Nagios
Nagios is the software used on Sysnews to monitor ITD services. It currently is monitored 24x7x365 by Operations.
Method
Nagios can run checks on remote clients using either an ssh connection, authenticated with public/private key files, or with it's own remote protocol known as nrpe (Nagios Remote Program Execution). We've choosen nrpe because it allows you to define what nagios is allowed to execute on the client, and so somewhat limits potential access.
To implement the npre protocol on Windows Hosts, we're using NSClient++, one of the many excellent plugins from the Nagios Exchange.
Windows Client Configuration
There is an MSI package of the NSClient++ files located at \\unity.ad.ncsu.edu\dfs\ITD\Applications\Freeware\NSCLient\NSClientpp-0.2.7-ncsu.msi A group policy, assigned to the Microsys Member Servers, installs the software and opens port 5666 in the windows firewall.

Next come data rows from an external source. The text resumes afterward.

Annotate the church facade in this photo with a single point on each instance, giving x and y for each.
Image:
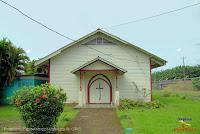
(101, 68)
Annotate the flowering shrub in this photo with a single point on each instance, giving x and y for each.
(39, 106)
(196, 83)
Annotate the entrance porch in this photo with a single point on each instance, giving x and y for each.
(98, 84)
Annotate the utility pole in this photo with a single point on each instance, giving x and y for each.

Normally, no other configuration is necessary. We limit connections to the NSClient software in two places. Should the Nagios servers ever move to a new IP subnet, you will have to change both the firewall scope, and the "allowed_hosts" entry in C:\Program Files\NC State University\NSClient\NSC.INI file.
At the time this document was last edited, we allow connections from 152.1.227.0/24,152.1.226.0/24
Services Monitored
In Sysnews, you can specify the following server "functions" to invoke various tests.

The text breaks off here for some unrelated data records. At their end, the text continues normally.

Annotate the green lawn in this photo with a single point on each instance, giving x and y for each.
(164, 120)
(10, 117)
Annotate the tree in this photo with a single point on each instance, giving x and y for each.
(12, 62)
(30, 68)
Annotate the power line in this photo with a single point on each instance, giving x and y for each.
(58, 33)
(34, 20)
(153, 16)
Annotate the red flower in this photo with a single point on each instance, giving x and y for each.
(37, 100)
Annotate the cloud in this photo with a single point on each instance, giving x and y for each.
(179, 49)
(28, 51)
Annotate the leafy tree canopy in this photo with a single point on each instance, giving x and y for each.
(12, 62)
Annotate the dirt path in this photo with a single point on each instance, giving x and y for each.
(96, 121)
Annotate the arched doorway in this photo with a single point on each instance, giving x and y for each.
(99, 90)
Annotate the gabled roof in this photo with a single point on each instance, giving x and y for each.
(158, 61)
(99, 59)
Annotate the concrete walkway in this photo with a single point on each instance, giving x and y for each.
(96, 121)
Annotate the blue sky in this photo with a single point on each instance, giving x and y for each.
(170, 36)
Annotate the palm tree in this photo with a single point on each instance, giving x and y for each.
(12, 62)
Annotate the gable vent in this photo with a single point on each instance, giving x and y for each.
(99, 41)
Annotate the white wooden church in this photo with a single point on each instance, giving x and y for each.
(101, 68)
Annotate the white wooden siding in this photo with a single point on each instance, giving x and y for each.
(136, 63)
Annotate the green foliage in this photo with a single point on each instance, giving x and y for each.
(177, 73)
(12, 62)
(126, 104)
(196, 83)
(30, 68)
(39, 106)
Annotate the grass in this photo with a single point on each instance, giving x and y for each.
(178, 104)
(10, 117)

| Function | Checks | Thresholds |
|---|---|---|
| windows | Average CPU utilization accross all CPUS over the last 5, 10 and 15 minute intervals | Warn at 80%, Critical at 90% |
| Drive space on all "fixed disk" storage, checked every 15 minutes | Warn at 25% free, Critical at 15% free. | |
| All services set to automatic startup are running, checked every 15 minutes | Critical if a service has stopped. | |
| Responds to pings, checked every 15 minutes | Critical if ping fails. | |
| windows-printsync | All services checked under "windows" | Same as for "windows" |
| Has the Pcounter lpquota job run recently? | Critical if lpquota not run in 30 minutes. | |
| windows-web | All services checked under "windows" | Same as for "windows" |
| Serves web pages on port 80, checked every 15 minutes. | Critical if web page not successfully read. | |
New Sysnews server "functions" are coming soon. Plans are to check KMS license counts, FRS replication, Group Policy syncronization, and anything else that could bite us.
Configuration Details
This information should not be necessary to install or use the NSClient++ software, but documents our settings.

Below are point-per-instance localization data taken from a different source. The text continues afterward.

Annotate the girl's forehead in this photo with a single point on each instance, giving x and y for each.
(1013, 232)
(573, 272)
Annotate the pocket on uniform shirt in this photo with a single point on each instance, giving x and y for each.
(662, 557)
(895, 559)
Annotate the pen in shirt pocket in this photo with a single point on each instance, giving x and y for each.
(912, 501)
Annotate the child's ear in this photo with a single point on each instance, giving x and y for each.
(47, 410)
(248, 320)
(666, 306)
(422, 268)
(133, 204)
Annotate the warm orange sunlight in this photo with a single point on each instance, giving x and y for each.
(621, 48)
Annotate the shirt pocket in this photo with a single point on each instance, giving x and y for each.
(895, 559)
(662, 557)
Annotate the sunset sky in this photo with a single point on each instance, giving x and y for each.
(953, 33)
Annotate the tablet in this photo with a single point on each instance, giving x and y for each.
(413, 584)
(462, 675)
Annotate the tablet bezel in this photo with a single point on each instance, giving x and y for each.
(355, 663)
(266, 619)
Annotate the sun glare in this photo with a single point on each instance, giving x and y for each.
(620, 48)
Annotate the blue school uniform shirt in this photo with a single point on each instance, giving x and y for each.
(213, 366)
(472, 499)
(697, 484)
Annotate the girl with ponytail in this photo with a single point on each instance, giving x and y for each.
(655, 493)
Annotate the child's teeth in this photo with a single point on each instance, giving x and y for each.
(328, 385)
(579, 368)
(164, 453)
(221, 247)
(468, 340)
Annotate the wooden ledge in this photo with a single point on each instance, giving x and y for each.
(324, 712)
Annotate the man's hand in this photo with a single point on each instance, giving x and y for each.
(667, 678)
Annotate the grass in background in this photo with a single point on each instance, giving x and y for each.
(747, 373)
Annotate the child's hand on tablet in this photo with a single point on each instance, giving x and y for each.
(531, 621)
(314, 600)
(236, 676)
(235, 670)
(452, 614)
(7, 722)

The software can be found at http://trac.nakednuns.org/nscp/
Open port 5666 in the Windows firewall. The GPO ITD-Test-JAK-Firewall-Exception-Nagios will do this for you, allowing only the VLANs containing Nagios servers access
Edit the NSC.ini so that it contains the following entries:
[modules]
CheckSystem.dll
CheckDisk.dll
NRPEListener.dll
CheckHelpers.dll
allowed_hosts=152.1.227.0/24,152.1.226.0/24
[NRPE]
port=5666
command_timeout=60
allow_arguments=1
use_ssl=0
script_dir=scripts\
[NRPE Handlers]
nrpe_cpu=inject checkCPU warn=80 crit=90 5 10 15
nrpe_ok=scripts\ok.ba
nrpe_CheckDriveSize=inject CheckDriveSize MinWarn=25% MinCrit=15% CheckAll FilterType=FIXED
nrpe_CheckService=inject checkServiceState CheckAll exclude=SysmonLog
Install the service with the command
"C:\Program Files\NSClient\NSClient++.exe" /install "C:\Program Files\NSClient\NSClient++.exe" /start
Be sure the NSClient service is set to auto start in the control panel on reboot.
On the nagios server, the Windows host appears to be a standard nrpe client, and uses check_nrpe to probe it.